More than 160 people aboard a train ambushed in Kaduna, Nigeria, last month are still missing or unaccounted for, as evidence of suspected collaboration between Boko Haram extremists and local bandits emerge.
In the weeks since the attack on March 28, when terrorists blasted the rail tracks, derailing the train before killing down passengers and train employees and abducting scores of others, ten people have been killed and two have been abducted.
The railway service’s operator, the Nigerian Railway Corporation, stated earlier this month that 168 persons were missing, including over 140 passengers who it had been unable to contact through registered contacts. At least one individual has been released after paying a ransom. Two of the victims’ relatives indicated their families were unaware of any other captives released by the assailants.

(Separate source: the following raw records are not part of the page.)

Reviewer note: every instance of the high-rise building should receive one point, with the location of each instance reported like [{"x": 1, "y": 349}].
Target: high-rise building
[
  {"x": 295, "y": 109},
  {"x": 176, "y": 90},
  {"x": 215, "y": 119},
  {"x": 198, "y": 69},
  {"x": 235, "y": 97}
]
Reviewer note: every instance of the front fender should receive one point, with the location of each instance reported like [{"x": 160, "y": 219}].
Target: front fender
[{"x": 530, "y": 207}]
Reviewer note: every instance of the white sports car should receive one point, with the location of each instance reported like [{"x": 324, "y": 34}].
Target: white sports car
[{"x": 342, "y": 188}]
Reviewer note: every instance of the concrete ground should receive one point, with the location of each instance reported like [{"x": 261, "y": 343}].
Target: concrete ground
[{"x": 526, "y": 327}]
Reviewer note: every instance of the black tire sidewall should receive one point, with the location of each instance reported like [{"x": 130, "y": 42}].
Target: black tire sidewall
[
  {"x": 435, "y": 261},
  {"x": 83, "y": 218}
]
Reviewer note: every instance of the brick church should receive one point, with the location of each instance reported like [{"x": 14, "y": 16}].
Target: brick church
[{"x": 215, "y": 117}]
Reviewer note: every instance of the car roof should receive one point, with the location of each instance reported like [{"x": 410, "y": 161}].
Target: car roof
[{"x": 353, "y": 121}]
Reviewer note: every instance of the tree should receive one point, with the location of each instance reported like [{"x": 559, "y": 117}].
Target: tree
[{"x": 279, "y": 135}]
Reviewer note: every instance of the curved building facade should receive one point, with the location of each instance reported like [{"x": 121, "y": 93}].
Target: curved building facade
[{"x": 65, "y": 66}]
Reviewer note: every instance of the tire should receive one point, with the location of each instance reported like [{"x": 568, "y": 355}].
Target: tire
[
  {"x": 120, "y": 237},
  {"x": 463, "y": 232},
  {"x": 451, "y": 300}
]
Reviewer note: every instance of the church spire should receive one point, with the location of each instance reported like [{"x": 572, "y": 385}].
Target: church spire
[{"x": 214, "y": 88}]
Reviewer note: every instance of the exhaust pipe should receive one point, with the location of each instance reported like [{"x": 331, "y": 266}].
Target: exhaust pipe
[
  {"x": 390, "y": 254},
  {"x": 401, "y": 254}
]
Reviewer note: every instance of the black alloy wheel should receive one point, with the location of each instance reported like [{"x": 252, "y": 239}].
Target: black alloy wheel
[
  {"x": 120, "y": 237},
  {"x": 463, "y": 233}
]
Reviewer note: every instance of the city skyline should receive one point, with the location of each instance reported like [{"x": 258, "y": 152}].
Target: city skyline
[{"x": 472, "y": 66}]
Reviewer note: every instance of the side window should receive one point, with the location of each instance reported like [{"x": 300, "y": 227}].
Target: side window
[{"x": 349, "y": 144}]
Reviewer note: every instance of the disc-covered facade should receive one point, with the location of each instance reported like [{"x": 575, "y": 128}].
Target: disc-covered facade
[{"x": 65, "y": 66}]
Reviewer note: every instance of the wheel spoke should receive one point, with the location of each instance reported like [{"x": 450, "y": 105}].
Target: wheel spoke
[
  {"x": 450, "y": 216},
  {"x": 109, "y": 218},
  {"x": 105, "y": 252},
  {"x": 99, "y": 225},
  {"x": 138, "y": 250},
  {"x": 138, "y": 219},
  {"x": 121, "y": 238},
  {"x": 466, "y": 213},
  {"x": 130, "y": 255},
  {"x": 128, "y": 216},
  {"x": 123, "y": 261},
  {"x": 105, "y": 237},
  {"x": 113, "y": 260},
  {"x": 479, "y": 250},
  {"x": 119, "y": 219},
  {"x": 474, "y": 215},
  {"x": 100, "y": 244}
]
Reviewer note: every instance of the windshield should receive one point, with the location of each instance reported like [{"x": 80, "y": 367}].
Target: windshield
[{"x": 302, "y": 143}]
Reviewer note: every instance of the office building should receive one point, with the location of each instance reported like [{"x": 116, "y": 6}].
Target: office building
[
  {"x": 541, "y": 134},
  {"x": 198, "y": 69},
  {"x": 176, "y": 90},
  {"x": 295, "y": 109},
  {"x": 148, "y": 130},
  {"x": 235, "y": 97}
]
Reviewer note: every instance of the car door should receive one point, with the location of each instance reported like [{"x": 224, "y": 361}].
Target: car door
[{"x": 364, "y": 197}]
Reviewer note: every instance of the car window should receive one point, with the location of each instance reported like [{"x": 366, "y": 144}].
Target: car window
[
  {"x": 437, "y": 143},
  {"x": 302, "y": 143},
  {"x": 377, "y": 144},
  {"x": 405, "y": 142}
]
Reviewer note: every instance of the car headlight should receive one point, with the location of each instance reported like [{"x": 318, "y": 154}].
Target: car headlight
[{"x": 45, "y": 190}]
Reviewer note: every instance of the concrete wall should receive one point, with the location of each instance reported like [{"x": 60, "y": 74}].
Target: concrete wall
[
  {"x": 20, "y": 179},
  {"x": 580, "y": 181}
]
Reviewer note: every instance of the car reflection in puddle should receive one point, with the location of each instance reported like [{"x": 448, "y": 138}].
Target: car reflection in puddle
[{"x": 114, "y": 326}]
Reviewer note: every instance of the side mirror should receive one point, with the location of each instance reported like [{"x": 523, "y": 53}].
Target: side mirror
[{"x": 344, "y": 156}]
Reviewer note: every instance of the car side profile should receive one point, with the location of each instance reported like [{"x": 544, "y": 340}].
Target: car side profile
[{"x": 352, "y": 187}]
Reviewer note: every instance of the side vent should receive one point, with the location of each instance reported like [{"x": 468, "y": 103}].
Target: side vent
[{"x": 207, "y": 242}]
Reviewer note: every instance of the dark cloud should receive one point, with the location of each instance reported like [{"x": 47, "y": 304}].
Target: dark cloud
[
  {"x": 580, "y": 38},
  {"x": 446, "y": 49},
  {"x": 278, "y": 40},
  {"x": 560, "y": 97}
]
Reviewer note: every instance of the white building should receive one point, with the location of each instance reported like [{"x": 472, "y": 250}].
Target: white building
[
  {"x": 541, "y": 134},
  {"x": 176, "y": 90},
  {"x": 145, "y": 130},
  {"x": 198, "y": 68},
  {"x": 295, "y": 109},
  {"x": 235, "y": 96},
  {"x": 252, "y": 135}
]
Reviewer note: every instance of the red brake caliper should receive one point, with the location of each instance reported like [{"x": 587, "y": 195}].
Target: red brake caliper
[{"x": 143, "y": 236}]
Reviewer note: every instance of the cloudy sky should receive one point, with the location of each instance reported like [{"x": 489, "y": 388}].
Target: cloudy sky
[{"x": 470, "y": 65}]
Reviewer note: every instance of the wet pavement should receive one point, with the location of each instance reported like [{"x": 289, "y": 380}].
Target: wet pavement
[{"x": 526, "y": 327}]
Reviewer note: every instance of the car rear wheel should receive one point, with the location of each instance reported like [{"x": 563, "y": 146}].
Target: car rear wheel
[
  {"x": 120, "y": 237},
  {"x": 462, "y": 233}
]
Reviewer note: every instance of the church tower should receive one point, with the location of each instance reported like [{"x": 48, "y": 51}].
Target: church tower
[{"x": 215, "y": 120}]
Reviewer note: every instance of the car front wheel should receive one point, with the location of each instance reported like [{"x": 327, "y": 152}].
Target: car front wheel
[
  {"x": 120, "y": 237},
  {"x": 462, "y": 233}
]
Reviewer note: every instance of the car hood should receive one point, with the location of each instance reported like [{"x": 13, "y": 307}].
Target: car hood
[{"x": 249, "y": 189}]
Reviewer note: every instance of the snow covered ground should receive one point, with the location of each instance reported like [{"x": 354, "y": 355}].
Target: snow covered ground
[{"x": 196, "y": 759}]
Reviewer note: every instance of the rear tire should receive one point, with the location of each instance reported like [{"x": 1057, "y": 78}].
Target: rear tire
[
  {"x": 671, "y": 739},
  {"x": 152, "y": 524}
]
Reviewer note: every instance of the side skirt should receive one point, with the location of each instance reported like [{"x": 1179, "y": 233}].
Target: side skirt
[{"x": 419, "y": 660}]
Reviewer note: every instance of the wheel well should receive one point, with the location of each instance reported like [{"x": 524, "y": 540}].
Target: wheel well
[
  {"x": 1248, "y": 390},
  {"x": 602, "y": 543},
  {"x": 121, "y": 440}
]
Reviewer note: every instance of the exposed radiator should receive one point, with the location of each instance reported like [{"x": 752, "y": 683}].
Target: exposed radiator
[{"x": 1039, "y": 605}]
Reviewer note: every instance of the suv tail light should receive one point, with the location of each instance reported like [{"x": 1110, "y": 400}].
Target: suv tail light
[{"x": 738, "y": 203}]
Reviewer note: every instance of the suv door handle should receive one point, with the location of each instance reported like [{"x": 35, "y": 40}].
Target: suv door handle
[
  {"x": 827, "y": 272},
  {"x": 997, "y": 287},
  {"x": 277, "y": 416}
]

The attack was one of numerous by armed groups targeting important transportation lines and populations in northern Nigeria in recent years, and it was the most significant since the train line between Abuja and a major northern city began operating in 2016.
Local government officials claim that Boko Haram or Iswap-affiliated terror groups are in control of rural communities as far south as Niger state, which borders Abuja.
Last week, Nigeria’s communications and culture minister, Alhaji Lai Mohammed, described the situation as , “is a kind of an unholy handshake between bandits and Boko Haram insurgents”.
“Preliminary reports of what transpired at the Kaduna train attacks showed that there is a kind of collaboration between the bandits and the dislodged Boko Haram terrorists from the northeast. I can tell you very confidently that the federal government is on top of this matter,” he said.